More than 4,500 trucks, among a huge backlog of vehicles stranded for days in the port of Dover, have crossed the English Channel after extra troops were deployed to step up coronavirus testing.
- French and UK governments agreed to end the blockade on Tuesday
- But UK authorities said it would take days to clear the long lines of trucks
- Only 24 drivers have tested positive following more than 10,000 tests
Ferry services between Dover and the French port of Calais resumed on Thursday, ending a blockade France had imposed for several days following the discovery of a new coronavirus variant in England.
The United Kingdom’s Transport Minister Grant Shapps said on Twitter that more than 10,000 coronavirus tests had been carried out on truck drivers and only 24 of them had tested positive.
“Over 4,500 HGVs [heavy goods vehicles] are back over the Channel,” Mr Shapps said.

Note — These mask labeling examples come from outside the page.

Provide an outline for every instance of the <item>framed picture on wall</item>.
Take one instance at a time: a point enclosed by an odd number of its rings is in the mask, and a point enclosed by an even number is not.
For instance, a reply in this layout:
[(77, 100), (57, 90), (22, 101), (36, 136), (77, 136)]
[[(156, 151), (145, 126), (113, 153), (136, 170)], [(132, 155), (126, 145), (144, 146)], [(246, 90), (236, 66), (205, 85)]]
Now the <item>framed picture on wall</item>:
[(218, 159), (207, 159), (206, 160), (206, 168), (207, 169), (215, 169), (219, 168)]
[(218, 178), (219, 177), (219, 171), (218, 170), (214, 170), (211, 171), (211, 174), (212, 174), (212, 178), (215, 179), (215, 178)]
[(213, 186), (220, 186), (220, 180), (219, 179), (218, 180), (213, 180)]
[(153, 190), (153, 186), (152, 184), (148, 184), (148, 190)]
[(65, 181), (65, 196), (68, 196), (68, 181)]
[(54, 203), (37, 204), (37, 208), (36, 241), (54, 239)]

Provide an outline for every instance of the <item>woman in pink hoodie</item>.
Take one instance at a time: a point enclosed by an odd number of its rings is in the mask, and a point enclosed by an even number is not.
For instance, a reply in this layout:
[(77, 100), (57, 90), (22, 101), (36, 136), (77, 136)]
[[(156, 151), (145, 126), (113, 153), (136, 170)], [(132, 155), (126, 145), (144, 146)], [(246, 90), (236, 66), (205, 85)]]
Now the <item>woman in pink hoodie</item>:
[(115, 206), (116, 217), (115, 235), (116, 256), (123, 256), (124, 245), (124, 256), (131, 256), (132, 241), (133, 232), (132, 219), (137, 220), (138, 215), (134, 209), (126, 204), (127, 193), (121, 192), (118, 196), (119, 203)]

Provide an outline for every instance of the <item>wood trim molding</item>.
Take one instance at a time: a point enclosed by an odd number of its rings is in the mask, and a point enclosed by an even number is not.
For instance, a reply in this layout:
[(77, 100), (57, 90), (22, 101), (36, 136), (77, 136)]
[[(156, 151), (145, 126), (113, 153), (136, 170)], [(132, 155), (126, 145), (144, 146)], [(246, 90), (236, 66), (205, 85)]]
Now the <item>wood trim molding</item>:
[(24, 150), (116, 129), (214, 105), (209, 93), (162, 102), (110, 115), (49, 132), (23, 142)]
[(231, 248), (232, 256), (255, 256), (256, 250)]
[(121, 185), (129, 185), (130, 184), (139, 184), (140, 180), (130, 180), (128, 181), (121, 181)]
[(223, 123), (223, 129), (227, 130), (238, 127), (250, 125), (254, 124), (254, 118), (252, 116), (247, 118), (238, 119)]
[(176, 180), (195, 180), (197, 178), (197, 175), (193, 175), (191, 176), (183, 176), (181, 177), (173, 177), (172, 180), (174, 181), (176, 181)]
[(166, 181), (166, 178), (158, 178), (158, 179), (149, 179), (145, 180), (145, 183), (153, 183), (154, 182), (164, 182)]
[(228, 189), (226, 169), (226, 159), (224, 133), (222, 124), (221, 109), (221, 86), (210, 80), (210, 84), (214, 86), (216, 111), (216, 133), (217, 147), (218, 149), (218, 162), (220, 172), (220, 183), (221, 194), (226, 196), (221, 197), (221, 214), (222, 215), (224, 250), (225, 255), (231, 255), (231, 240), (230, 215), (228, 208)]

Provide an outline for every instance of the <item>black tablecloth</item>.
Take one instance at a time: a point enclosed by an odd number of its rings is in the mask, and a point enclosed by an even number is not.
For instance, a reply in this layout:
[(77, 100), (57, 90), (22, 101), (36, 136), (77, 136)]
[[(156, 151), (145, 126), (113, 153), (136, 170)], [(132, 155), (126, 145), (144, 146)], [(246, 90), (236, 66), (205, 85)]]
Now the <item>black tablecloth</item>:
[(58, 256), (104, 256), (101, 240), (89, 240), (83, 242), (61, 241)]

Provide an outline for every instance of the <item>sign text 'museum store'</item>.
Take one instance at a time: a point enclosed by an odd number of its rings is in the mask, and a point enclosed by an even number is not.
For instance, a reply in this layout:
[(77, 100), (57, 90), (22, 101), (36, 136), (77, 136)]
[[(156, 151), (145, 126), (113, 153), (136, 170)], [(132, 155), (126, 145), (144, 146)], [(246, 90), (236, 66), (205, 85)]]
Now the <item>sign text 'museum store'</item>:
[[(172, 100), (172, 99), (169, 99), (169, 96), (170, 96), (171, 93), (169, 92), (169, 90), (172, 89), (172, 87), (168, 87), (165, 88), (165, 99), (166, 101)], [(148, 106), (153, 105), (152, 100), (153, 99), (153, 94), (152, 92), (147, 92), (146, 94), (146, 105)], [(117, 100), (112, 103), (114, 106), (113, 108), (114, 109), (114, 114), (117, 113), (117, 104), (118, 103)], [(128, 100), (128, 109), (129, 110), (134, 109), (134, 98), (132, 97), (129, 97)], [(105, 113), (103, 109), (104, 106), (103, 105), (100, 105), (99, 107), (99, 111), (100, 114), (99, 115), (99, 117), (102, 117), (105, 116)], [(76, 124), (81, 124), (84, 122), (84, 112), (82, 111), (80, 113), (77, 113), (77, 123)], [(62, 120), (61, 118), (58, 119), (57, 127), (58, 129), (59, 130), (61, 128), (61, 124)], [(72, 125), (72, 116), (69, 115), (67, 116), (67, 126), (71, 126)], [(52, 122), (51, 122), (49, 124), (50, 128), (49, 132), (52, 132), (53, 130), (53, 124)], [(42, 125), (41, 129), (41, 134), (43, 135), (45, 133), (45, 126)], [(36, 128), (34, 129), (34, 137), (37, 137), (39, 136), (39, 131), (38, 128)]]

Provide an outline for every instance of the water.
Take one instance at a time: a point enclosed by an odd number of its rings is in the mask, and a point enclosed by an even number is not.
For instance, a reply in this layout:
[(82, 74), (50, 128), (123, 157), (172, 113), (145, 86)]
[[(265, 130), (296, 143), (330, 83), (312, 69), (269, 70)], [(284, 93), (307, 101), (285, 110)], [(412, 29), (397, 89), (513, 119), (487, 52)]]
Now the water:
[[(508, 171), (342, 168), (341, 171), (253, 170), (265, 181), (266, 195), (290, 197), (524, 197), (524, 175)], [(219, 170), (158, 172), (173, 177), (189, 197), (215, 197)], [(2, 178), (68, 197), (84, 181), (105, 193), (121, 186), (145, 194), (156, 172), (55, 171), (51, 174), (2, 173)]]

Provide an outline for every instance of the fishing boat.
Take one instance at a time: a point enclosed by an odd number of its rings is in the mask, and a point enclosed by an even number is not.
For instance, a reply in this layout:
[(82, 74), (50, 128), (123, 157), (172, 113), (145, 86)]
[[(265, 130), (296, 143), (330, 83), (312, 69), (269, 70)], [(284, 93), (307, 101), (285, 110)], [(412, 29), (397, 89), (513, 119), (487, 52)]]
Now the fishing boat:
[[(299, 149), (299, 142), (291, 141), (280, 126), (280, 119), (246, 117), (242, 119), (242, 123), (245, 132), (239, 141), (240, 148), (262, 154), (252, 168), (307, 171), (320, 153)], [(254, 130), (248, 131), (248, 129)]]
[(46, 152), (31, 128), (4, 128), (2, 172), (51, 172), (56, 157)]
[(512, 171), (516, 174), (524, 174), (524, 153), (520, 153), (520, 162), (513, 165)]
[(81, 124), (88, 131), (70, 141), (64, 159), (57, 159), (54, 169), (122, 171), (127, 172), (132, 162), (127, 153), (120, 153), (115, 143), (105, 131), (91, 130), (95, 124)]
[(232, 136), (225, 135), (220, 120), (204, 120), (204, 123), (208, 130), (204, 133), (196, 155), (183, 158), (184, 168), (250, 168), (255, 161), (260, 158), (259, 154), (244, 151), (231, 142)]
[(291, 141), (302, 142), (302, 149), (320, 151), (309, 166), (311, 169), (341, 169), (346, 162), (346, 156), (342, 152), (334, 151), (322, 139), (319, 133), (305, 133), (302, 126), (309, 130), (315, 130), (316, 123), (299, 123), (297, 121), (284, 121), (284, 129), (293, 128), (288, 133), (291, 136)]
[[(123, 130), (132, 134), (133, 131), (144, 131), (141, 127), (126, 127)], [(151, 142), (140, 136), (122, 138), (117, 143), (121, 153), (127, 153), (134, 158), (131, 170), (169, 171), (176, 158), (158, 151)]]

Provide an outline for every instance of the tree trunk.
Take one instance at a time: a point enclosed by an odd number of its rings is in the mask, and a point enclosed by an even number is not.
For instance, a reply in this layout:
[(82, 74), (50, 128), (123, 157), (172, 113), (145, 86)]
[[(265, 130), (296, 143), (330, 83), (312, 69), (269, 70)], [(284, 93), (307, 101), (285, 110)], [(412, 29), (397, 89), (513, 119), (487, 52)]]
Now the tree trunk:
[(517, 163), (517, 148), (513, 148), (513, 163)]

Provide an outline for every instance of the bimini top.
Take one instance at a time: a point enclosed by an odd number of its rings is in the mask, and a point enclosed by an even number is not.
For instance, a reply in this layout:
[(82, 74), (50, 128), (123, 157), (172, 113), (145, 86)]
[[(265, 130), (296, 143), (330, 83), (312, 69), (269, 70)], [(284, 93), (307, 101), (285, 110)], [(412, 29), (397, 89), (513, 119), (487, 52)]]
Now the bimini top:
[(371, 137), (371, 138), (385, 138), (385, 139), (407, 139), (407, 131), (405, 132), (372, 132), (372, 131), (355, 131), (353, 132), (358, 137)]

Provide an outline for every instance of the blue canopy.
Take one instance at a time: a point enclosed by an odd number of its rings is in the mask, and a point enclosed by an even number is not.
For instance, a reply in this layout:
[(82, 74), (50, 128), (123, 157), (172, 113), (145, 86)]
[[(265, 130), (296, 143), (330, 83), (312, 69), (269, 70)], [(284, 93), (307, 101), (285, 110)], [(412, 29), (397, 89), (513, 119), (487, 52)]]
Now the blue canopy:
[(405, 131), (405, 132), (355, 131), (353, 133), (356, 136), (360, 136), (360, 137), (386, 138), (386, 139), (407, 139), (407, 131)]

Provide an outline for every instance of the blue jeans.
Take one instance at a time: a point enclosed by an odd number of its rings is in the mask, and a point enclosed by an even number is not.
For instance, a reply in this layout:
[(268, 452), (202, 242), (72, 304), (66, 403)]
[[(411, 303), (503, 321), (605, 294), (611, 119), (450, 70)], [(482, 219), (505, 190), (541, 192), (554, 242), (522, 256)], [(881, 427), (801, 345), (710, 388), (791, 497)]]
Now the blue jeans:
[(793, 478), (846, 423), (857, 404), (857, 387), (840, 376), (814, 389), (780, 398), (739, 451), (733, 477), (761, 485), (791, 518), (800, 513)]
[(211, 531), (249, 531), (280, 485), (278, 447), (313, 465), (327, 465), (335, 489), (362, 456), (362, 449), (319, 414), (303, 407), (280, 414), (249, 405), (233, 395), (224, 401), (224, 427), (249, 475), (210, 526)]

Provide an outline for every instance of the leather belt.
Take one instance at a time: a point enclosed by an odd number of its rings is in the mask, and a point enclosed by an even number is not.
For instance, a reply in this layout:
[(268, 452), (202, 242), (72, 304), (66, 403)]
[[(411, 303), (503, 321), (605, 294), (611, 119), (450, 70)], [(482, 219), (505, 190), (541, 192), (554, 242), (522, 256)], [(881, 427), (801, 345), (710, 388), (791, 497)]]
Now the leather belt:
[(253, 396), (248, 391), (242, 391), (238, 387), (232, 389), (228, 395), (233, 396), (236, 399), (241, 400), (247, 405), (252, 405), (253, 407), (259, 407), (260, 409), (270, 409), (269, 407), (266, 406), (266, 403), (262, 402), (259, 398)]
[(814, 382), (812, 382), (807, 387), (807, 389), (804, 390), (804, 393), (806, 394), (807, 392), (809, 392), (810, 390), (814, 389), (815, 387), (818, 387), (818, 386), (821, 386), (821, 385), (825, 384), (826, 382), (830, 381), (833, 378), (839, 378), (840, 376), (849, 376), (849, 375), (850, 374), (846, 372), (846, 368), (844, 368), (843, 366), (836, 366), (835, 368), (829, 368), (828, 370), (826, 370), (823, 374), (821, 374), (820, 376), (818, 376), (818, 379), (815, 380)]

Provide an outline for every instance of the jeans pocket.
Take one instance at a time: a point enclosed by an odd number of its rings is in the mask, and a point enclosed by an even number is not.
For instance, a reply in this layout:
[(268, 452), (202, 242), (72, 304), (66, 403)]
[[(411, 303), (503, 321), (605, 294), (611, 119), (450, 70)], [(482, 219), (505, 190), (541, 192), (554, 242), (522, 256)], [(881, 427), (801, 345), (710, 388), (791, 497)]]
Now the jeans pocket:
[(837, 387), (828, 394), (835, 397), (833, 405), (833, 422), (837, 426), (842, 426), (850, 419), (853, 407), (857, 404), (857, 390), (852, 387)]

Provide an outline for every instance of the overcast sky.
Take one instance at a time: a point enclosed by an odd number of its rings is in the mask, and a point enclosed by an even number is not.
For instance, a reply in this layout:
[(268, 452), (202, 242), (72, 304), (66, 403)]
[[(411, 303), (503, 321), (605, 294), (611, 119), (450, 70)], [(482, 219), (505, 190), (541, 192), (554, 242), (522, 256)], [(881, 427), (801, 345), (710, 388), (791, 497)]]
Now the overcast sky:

The UK deployed additional troops to help clear the queues of trucks waiting for COVID-19 tests before being allowed to board cross-channel ferries.
UK media said 800 extra soldiers were sent to support 300 initially deployed.
Soldiers checked vehicles and drivers’ documents at the entrance to the port.
In one case, French officials, who were in Dover to help clear the backlog, were seen administering a nasal swab to a driver.
The French and UK governments agreed to end the blockade on Tuesday but UK authorities had said it would take days to clear the long lines of trucks.